Toronto police are looking for three people in connection with an alleged hit-and-run in Scarborough that sent three members of a family, including a toddler, to hospital with serious injuries.

Emergency crews were called to the area of Ellesmere Road and Pharmacy Avenue around 11 a.m. for reports of three pedestrians that had been hit.

Investigators said a grey 2015 Dodge Journey with Ontario license plate ANXC 265 was travelling east on Ellesmere Road and was approaching Pharmacy Avenue.

It is alleged the vehicle drove past a few stopped vehicles, and failed to stop for the red light at the intersection.

Police said the vehicle then mounted the sidewalk, where a 57-year-old woman and a 37-year-old woman were standing with a 20-month baby boy in a stroller.

The three were struck by the vehicle, police said.

The vehicle later stopped on the sidewalk just east where the pedestrians were hit.

Investigators believe two occupants exited the vehicle, walked around, and assessed the scene.

Police said one person got back into the vehicle and fled the scene southbound on Pharmacy Avenue. The other person fled on foot.

“As a result of the impact, the front licence plate of the Dodge Journey became dislodged from the vehicle and was left at the scene,” police said in a news release on Sunday evening.

Toronto police said all three pedestrians with serious injuries when they arrived at the scene.

The child was taken to a trauma centre with life-threatening injuries. On Sunday evening, police said he remains in serious but stable condition.

The two women were also taken to a trauma centre in serious condition.

A man who identified himself as the father of the child told CTV News Toronto that his son is "doing okay."

"He's got a lot of energy. He loves to play, runs around a lot. I'm not sure he will be the same after this," the father, who did not want to be identified. "Right now, he is still in the hospital being monitored, but he is okay."

He said the other two women who were struck by the car were his wife and his mother-in-law. They are both recovering at Sunnybrook Hospital, but he said they don't have any memory of what happened.

"It could have been a lot worse," he said. "Right now, I am shifting my focus more on making sure that whoever is responsible for this is accountable, and they turn themselves in."

"They could have been killed today, and if that was the case, he or she, whoever, left them there to die the way I see it."
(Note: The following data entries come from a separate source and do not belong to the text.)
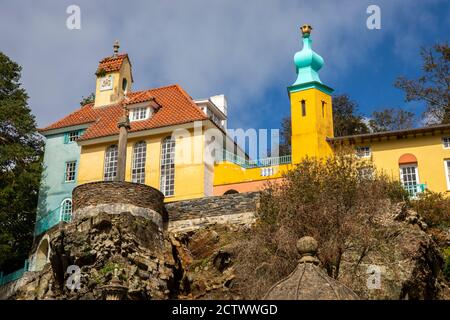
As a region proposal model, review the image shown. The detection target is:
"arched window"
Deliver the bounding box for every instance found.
[103,144,118,181]
[160,137,175,197]
[59,199,72,221]
[131,141,147,183]
[301,100,306,117]
[34,238,50,271]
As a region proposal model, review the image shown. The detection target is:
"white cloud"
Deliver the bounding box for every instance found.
[0,0,444,126]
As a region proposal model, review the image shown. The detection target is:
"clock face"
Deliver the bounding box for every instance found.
[100,74,113,91]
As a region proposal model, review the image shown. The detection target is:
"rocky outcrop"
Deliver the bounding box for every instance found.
[339,203,449,299]
[4,190,450,299]
[13,212,181,299]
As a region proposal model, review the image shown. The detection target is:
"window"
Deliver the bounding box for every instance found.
[64,130,82,143]
[358,167,374,180]
[131,141,147,183]
[400,165,420,197]
[160,137,175,197]
[130,107,150,121]
[444,160,450,190]
[301,100,306,117]
[356,146,371,158]
[59,199,72,221]
[64,161,77,182]
[442,137,450,149]
[103,144,118,181]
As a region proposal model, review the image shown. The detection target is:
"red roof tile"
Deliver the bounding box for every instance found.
[39,85,208,141]
[97,53,128,72]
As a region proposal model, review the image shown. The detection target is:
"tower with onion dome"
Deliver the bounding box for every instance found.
[288,25,333,164]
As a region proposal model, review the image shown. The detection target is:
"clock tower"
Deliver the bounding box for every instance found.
[94,41,133,108]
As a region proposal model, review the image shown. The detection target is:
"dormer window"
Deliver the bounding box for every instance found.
[100,74,114,91]
[130,107,150,121]
[122,78,128,92]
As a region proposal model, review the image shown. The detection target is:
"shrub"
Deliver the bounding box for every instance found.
[411,190,450,227]
[443,247,450,281]
[236,153,405,298]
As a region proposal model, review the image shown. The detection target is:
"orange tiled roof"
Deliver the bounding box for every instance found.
[97,53,128,72]
[39,85,208,141]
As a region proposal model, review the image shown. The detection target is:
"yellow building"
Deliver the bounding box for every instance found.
[41,25,450,208]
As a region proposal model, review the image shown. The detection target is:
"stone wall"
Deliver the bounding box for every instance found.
[72,182,167,229]
[166,192,260,232]
[0,271,39,300]
[72,181,165,214]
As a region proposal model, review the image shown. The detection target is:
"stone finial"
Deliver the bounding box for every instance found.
[300,24,312,38]
[45,280,55,300]
[113,40,120,57]
[297,236,319,264]
[100,268,128,300]
[264,237,358,300]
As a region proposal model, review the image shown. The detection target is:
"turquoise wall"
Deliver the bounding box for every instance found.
[36,133,81,234]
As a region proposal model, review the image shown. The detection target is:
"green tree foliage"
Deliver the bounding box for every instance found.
[395,43,450,124]
[236,150,408,298]
[333,94,369,137]
[0,52,43,271]
[369,108,415,132]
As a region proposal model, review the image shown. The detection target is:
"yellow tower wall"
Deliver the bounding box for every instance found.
[290,88,333,164]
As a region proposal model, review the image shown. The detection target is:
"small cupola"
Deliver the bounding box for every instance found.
[293,24,324,86]
[94,40,133,107]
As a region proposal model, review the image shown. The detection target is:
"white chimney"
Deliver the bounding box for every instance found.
[209,94,228,116]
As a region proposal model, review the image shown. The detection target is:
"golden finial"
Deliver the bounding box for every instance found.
[300,24,312,38]
[113,40,120,57]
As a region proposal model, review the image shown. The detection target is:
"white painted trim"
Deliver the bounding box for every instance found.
[77,120,209,146]
[444,159,450,190]
[130,106,153,122]
[441,136,450,149]
[399,163,420,184]
[39,121,91,137]
[59,198,73,222]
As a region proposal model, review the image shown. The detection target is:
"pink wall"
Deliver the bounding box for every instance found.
[214,178,282,196]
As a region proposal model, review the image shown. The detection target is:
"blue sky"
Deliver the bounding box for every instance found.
[0,0,450,129]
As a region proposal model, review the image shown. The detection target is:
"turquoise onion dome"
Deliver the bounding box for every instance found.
[293,25,324,86]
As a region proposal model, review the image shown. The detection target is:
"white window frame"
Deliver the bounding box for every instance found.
[59,198,73,221]
[442,137,450,149]
[159,136,176,197]
[131,141,147,183]
[64,160,77,182]
[356,146,372,158]
[260,167,275,177]
[130,107,150,122]
[103,144,119,181]
[444,159,450,190]
[99,74,114,91]
[399,163,420,196]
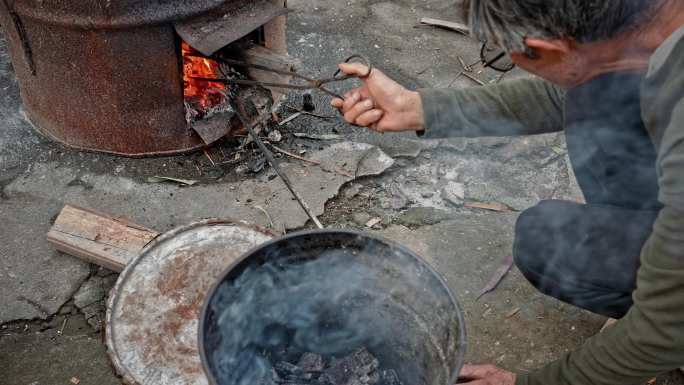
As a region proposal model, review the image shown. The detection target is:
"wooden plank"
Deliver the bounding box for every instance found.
[47,205,159,271]
[420,17,470,35]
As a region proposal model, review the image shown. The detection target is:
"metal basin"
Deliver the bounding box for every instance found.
[199,230,465,385]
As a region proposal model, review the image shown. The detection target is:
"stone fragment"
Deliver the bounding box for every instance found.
[344,183,362,199]
[352,212,371,226]
[297,353,325,372]
[441,182,465,207]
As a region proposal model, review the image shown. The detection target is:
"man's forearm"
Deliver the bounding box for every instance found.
[517,206,684,385]
[419,78,563,138]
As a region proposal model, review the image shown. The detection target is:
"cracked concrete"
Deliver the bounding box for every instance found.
[0,142,394,322]
[0,0,684,385]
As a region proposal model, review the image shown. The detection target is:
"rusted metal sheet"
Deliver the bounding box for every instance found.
[106,220,273,385]
[175,0,287,56]
[192,112,235,146]
[10,0,231,29]
[0,0,288,157]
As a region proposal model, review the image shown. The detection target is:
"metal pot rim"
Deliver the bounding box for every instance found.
[197,229,467,385]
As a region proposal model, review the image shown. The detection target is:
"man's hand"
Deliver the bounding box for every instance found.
[458,365,517,385]
[331,63,425,132]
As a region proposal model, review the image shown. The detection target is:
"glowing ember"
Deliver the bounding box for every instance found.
[181,42,226,111]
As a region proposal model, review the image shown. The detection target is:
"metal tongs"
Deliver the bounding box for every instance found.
[207,55,373,229]
[194,54,373,100]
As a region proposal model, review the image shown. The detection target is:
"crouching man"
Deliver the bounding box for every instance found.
[333,0,684,385]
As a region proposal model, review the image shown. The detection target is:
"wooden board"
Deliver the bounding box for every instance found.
[47,205,159,272]
[420,17,470,35]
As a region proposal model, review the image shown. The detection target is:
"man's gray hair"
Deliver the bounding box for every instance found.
[464,0,664,52]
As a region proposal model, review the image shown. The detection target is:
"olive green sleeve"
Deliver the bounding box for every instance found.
[517,94,684,385]
[419,78,564,138]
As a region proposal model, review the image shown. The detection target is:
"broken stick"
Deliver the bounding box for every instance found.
[420,17,470,35]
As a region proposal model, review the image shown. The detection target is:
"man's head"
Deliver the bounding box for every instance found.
[466,0,668,87]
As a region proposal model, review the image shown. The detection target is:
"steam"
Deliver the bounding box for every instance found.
[212,252,387,385]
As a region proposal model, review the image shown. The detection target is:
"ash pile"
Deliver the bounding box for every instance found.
[272,348,403,385]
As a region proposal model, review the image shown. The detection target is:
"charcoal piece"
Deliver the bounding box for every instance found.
[284,373,313,382]
[248,157,266,174]
[297,353,325,373]
[320,348,380,385]
[302,93,316,112]
[275,361,306,378]
[380,369,404,385]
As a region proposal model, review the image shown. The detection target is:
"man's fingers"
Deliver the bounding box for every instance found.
[356,109,383,127]
[330,98,344,108]
[342,90,361,114]
[344,99,374,124]
[339,63,368,76]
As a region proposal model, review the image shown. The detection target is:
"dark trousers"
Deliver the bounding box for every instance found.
[513,74,661,318]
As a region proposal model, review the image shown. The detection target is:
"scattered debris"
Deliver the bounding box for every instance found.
[248,156,266,174]
[285,104,336,119]
[147,176,197,186]
[234,99,324,229]
[335,165,354,178]
[202,147,216,167]
[464,202,513,213]
[344,183,363,199]
[366,218,382,229]
[475,255,513,301]
[302,92,316,112]
[293,132,341,140]
[57,316,69,336]
[278,112,304,126]
[506,307,521,318]
[271,144,321,166]
[352,211,372,226]
[419,17,470,35]
[268,130,283,143]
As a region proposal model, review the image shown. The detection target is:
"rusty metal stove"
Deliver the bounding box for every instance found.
[0,0,287,156]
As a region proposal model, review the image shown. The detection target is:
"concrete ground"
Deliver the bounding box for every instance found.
[0,0,684,385]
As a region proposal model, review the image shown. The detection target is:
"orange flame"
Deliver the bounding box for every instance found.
[181,42,226,110]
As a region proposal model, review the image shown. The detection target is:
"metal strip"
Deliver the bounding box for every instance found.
[174,0,288,56]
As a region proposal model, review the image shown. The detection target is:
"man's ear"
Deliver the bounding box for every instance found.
[525,37,572,53]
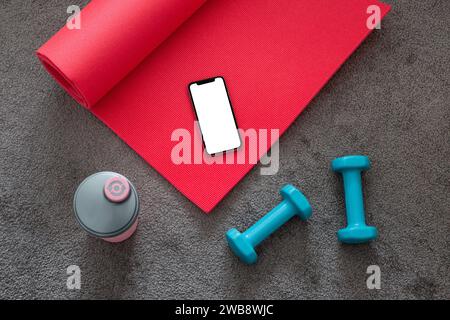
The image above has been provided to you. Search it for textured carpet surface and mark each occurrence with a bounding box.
[0,0,450,299]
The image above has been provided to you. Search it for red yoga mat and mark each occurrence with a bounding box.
[37,0,389,212]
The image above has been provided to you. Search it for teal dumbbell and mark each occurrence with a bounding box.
[226,184,312,264]
[331,156,378,244]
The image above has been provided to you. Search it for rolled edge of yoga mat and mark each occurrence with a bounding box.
[36,0,207,108]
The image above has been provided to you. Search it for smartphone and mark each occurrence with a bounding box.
[189,77,241,155]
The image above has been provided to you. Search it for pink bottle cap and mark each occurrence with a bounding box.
[103,175,130,203]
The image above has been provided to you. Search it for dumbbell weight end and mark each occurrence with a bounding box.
[226,185,312,264]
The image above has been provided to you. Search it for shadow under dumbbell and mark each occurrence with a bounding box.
[223,219,312,299]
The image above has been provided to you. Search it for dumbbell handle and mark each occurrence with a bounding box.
[342,170,366,225]
[243,200,296,247]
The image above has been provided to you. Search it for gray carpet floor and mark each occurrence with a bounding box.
[0,0,450,299]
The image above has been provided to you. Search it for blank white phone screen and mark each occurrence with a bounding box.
[189,77,241,155]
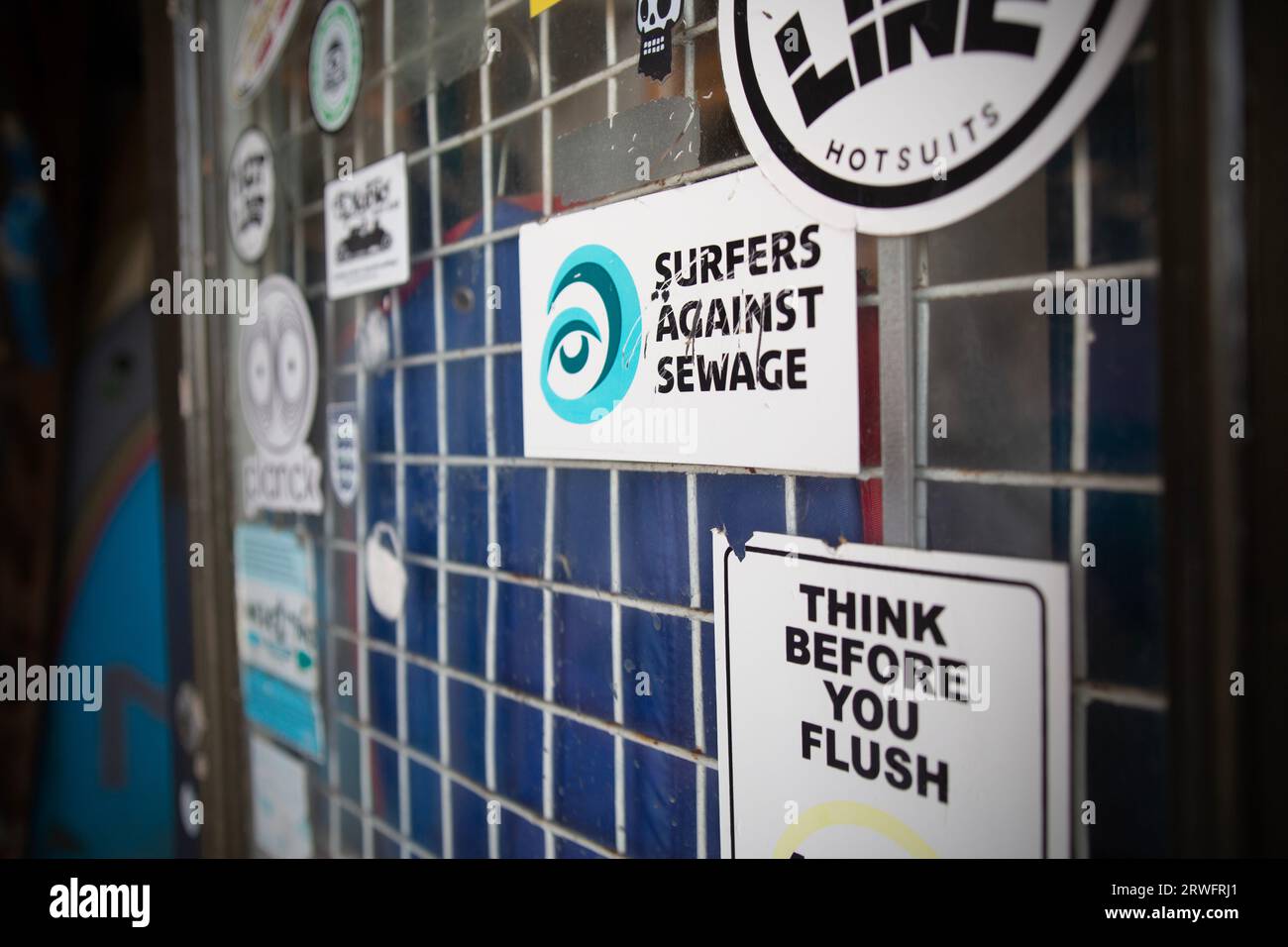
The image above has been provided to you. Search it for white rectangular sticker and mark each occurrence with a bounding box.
[323,152,411,299]
[519,168,859,474]
[712,532,1073,858]
[250,733,313,858]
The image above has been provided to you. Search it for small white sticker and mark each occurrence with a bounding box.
[228,128,277,263]
[309,0,362,132]
[712,531,1073,858]
[366,522,407,621]
[323,152,411,299]
[326,401,362,506]
[519,168,859,474]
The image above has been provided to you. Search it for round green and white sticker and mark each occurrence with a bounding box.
[309,0,362,132]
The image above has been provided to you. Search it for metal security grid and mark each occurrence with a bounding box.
[218,0,1167,858]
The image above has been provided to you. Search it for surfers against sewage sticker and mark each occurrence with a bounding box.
[720,0,1149,235]
[519,168,859,474]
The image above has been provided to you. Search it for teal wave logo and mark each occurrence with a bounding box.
[541,244,641,424]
Speaking to reporters on Sunday afternoon, Toronto police Insp. Mandeep Mann said that police are in the preliminary stages of the investigation, but that officers are treating the incident "very, very seriously."

"We will identify who that driver was. We will identify who that occupant was that came out of the vehicle," Mann said. "My message to those individuals, both of them and anyone else who was in that vehicle, is to please retain counsel and turn yourselves to Traffic Services."

Police said they are looking for three persons of interest: 49-year-old Cory Munroe, 34-year-old Derek Desousa, and 30-year-old Amanda Rioux. All are from Toronto.

Investigators have released a photograph of who they believe to be one of the occupants of the vehicle.

Mayor John Tory said in a series of tweets on Saturday afternoon that he fully supports an increase in penalties for those involved in collisions with pedestrians and steeper consequences for those who flee the scene.

"We are working as a City to reduce collisions, but drivers cannot act recklessly and must recognize they bear the ultimate responsibility because they are operating vehicles which can inflict such terrible consequences.

"We are working to make our roads safer, including by lowering the speed limit at this intersection and soon enforcing that new limit with automated speed enforcement," the mayor tweeted.

Police closed Pharmacy Avenue and Ellesmere Road for a police investigation.

Police are asking anyone with security video or dashboard camera footage of the area to contact investigators or reach out to Crime Stoppers anonymously.